Alice Postell moved to Sitka in the 1970s, after she separated from her husband, Sam. Soon after arriving, she became a Volunteer in Mission at the Sheldon Jackson Museum, acting as Assistant curator to Esther Billman, and began working with a professor of anthropology at the Sheldon Jackson College. She stayed on at the museum until 1977 and often returned later to the museum to conduct research. In 1990, at age 80, Postell published her book, Where Do the Reindeer Come From?, following her fifteen years of research that chronicled the introduction of reindeer to Alaska by the Presbyterian missionary and museum founder, Sheldon Jackson. She passed away in April of 1998 in Portland Oregon at the age of eighty-eight.

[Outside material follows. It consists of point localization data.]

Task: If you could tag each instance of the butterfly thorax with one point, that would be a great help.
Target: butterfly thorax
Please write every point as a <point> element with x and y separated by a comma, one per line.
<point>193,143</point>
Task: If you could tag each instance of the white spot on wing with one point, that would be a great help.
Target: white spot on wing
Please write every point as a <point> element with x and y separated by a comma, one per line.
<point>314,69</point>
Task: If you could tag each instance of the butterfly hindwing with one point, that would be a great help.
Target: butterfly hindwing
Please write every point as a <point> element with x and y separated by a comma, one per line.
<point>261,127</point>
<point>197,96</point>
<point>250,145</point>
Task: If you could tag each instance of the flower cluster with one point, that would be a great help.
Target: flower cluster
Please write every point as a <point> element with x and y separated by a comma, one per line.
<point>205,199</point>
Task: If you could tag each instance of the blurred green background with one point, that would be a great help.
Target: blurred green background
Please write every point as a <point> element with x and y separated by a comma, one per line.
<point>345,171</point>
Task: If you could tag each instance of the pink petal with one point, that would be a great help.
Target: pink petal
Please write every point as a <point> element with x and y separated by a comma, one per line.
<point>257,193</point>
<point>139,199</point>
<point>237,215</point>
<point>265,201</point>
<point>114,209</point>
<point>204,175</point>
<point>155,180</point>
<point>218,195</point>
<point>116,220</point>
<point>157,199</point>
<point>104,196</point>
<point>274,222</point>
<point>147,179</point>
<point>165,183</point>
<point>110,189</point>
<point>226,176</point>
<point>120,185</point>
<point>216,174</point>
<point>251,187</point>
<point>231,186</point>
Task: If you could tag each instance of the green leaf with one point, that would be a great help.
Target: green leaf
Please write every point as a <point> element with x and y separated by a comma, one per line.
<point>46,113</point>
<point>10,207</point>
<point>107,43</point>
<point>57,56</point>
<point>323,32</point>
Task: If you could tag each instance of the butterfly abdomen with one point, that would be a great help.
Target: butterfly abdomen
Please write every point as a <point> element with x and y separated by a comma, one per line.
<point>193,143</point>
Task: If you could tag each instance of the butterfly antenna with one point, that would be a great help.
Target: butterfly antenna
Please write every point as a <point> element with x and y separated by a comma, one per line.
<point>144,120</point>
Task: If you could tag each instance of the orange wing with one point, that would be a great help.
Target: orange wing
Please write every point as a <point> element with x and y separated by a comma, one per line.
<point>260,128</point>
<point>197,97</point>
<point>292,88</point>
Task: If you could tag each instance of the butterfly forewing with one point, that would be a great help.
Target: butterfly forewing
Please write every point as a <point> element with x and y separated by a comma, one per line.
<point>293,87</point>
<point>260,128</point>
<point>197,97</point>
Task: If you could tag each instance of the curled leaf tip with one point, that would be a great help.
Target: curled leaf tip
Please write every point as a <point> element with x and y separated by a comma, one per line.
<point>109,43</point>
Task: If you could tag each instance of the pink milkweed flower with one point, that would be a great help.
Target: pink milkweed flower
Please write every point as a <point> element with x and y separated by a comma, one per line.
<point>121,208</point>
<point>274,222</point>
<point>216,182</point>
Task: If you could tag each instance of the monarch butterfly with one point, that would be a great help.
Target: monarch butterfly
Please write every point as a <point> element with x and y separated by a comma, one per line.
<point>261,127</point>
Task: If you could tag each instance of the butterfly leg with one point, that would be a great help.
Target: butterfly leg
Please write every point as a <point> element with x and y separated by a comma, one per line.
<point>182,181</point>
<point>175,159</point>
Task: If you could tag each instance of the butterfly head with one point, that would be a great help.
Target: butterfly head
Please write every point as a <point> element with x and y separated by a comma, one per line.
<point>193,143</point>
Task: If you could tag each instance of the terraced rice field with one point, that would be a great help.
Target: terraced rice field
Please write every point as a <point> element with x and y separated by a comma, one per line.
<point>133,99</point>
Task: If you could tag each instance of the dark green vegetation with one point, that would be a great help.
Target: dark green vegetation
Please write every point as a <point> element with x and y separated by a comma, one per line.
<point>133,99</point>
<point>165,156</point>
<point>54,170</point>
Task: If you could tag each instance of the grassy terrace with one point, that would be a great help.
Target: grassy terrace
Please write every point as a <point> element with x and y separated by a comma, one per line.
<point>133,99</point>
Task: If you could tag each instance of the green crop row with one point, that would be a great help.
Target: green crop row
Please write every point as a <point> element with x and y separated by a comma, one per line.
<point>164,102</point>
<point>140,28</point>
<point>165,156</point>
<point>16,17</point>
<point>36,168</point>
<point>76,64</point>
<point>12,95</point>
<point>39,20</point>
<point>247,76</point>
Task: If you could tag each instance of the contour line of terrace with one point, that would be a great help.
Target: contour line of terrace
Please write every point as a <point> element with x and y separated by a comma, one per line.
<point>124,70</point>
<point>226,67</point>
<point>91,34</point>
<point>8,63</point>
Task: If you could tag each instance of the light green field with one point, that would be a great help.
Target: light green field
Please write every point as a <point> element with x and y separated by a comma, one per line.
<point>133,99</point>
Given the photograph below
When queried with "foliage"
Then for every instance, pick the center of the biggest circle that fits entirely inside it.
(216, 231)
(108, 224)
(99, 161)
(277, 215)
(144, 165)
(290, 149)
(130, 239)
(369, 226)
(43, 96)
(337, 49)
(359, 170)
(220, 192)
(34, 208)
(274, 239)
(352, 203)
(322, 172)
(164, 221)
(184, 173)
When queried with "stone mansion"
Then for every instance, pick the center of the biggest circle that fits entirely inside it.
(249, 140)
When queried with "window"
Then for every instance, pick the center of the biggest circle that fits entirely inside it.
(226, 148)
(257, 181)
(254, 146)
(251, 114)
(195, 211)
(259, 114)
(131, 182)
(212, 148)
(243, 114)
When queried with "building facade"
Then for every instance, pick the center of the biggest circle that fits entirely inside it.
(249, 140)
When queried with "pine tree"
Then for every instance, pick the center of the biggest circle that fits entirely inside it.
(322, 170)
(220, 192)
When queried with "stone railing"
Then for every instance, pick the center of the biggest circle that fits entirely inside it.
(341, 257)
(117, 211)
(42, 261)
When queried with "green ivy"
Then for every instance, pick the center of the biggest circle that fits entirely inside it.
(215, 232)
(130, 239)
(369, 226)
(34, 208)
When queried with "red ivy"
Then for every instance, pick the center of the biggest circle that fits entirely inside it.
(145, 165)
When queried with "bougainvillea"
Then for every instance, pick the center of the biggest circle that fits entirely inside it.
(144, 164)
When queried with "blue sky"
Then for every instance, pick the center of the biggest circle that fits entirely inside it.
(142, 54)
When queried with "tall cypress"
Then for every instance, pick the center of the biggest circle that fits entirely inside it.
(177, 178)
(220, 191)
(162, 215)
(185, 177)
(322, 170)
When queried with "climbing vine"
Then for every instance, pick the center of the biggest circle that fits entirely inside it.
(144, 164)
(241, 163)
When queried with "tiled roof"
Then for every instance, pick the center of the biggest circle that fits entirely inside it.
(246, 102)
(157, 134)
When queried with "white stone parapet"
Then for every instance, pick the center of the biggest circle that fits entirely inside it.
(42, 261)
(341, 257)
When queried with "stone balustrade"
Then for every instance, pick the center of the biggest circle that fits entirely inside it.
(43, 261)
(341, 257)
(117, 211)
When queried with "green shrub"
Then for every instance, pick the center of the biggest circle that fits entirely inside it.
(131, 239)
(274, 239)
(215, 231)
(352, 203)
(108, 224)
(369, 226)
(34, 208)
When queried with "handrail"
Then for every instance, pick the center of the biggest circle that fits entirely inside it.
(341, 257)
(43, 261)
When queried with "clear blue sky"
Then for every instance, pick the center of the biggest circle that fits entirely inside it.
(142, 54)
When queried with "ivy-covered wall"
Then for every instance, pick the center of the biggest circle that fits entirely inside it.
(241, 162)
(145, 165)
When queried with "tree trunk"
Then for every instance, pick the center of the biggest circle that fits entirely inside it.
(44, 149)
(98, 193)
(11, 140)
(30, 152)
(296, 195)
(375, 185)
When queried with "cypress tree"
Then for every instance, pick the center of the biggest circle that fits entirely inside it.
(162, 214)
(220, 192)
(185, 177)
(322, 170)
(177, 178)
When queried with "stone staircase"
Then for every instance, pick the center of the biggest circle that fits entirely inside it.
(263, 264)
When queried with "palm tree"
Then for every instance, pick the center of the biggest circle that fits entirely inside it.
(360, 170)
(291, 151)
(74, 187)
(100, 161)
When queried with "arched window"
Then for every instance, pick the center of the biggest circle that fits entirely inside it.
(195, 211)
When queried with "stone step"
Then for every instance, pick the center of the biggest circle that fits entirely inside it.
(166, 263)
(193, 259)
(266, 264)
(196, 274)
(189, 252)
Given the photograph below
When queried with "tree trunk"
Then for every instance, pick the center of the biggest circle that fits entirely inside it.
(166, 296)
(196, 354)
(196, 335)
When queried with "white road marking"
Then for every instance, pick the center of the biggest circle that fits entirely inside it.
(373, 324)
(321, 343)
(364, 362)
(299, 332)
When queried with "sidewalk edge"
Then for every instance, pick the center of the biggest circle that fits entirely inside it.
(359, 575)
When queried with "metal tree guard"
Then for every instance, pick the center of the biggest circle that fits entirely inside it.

The October Artifact of the Month is Athabascan and a contemporary piece done in an older style with a rounded front and handle and sinew ties. The majority of the nearly two-hundred models in the museum’s collection were collected by Sheldon Jackson and date back to the 19th century. The models include Tlingit miniature totem poles, dance paddles, and canoes; Athabascan fish traps and caches; Unangan (Aleut) kayaks; and Yup’ik and Inupiaq hunting implements, dance and ceremonial scenes, qasgiq and houses, umiaks, kayaks, and sleds. Miniatures were traditionally used to teach children how to do certain activities such as hunting and managing household duties but they were also used for amusement indoors and outdoors and in more contemporary times, made for sale to tourists.
Only three of the sled models in the collection and only one of the full-sized sleds are Athabascan. A possible explanation of the predominance of Yup’ik and Inupiaq sleds and sled models in the collection is the fact that it was not until the mid-1800s that Atahbascan peoples in the interior began using sleds. At that time, neighboring Yup’ik and Inupiaq and fur trappers introduced sleds used by dogs.
The Sheldon Jackson Museum’s October Artifact of the Month, many other models and miniatures, and five full-sized sleds may be seen at the museum during hours of operation – Tuesday through Saturday 10am until 4:00pm. General admission is $6, $5 for seniors, and free for those 18 and under or members of either the Friends of the Sheldon Jackson Museum or Friends of the Alaska State Museum.